夏樹は、今まで当たり前のように魔法を使ってきた。それが急にできなくなったとしたら、自分は果たして戦うことができるだろうか? 夏樹は想像する。
今までは、どんな状況になっても、何とかなるだろうと思っていた。だが、今は違う。
今の自分にとって、戦うことは生きることと同義である。
もしも、戦う手段がなくなってしまったら……。
その時は、俺に生きる価値はあるのだろうか? 夏樹は自問自答するが、答えは出なかった。
「ごめん、ミリア。
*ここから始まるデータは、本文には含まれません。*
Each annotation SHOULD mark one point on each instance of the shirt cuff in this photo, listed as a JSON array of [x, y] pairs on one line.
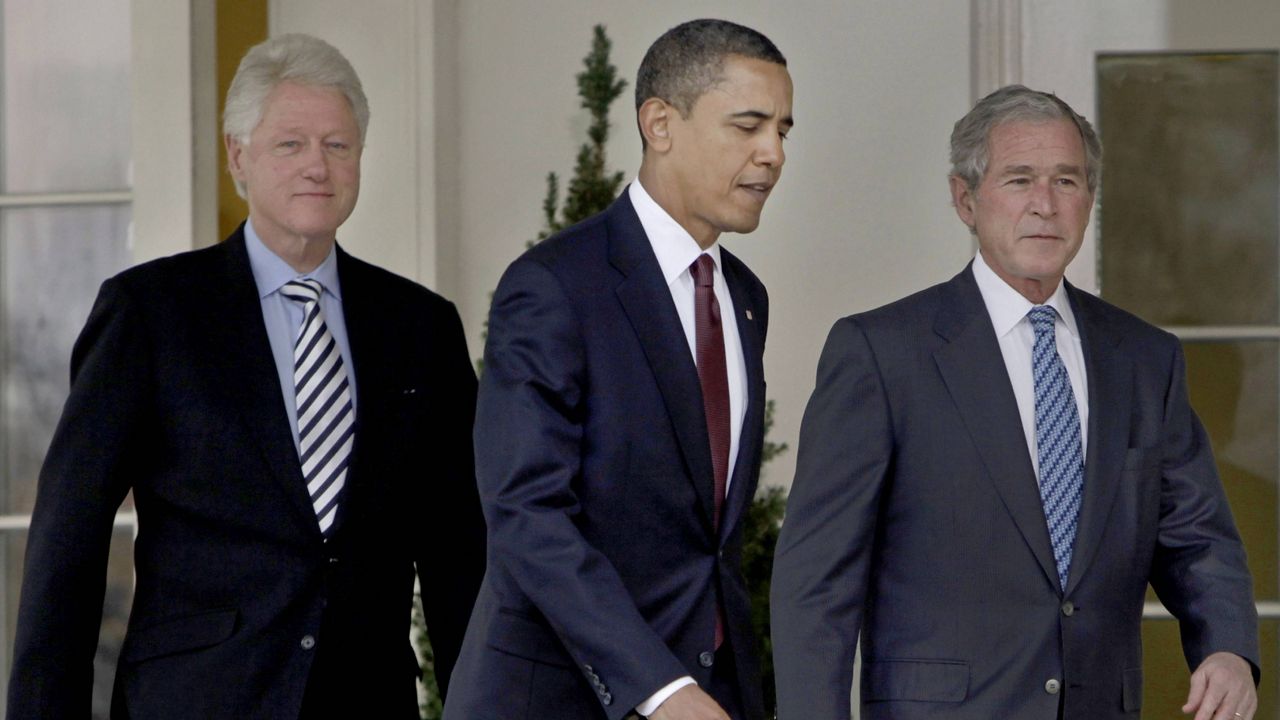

変なこと聞いたよね」
ミリアが暗い顔をしていることに気づき、夏樹は慌てて謝る。
「ううん、いいの……」
ミリアは暗い顔で首を振る。
「ミリア……」
夏樹はミリアの手を握る。
「な、夏樹!?」
「俺は、お前と一緒にいる。だから、そんな悲しいことを言わないでくれ……」
夏樹は真剣な眼差しを向ける。その視線に、ミリアも思わずドキッとする。
「……ありがとう」
ミリアは夏樹の顔を見つめながら呟く。
「夏樹ってさ……やっぱり優しいね」
「えっ?」
「ううん、何でもない」
ミリアは首を振った後、微笑む。
「ねぇ、夏樹」
「ん?」
「私、あなたが大好きだよ」
ミリアの言葉に夏樹は微笑み返す。
「俺もだ」
そう言って、夏樹は手を差し出す。
「行こう!!」
「うん!!」
夏樹の言葉に、ミリアは笑顔を浮かべて答える。
「ねぇ、夏樹……」
エリスが夏樹を呼ぶ。振り返ると彼女は優しく微笑んでいた。
「なんだよ?」
「私は、あなたが勇者だと思うわ」
「えっ?」
夏樹は驚き、彼女の言葉の意味を考える。
「俺が?」
「えぇ」
「どうして?」
「だって、あなたは私のヒーローですもの」
「……」
夏樹はその言葉を噛み締める。
確かに、自分は彼女に救われてきた。
夏樹は思う。
自分は、彼女のためなら何だってできると。
例え、どんな困難があっても彼女となら乗り越えられると……。
「ありがとう……」
夏樹は、静かに呟いた。
「何か言った?」
「いや、何も……」
夏樹は首を横に振る。
「ねぇ、夏樹……」
今度は、エリスが夏樹の名を呼んだ。
「ん?」
「私も……あなたのことが好きよ」
「えっ!?」
「もちろん、友達としても好きだけど……」
「……」
夏樹は顔を赤らめる。
「でもね、それだけじゃないよ……」
「……」
「夏樹のこと、一人の男性として見ているの……」
「えっ?」
夏樹は驚く。
「私じゃダメかな?」
エリスは不安げな表情を浮かべていた。
「……」
夏樹は何も言えなかった。
今まで、こんな気持ちになったことは初めてだ。
夏樹は自分の心臓の鼓動が激しくなるのを感じる。
エリスのことが好きだ。
それは間違いない。
だが、俺は彼女を幸せにすることができるだろうか? 夏樹は考える。
今の自分には、エリスを愛する資格があるのだろうか? 俺は、ただ単にエリスと一緒にいたいという自分の欲望を満たすために、彼女と付き合っているだけではないだろうか? それに、俺がいなくなったら、彼女はどうするのだろう。夏樹には、答えが出せなかった。
「……夏樹?」
エリスが心配そうな顔で見つめている。
「あぁ、ごめん……」
夏樹は首を振る。
「大丈夫、俺もお前を愛してる」
夏樹の言葉に、エリスは笑顔を浮かべる。
「よかった……」
夏樹は彼女の笑顔を見て、決意を固める。
「行こう!!」
「うん!!」
夏樹の言葉に、ミリアは笑顔で答える。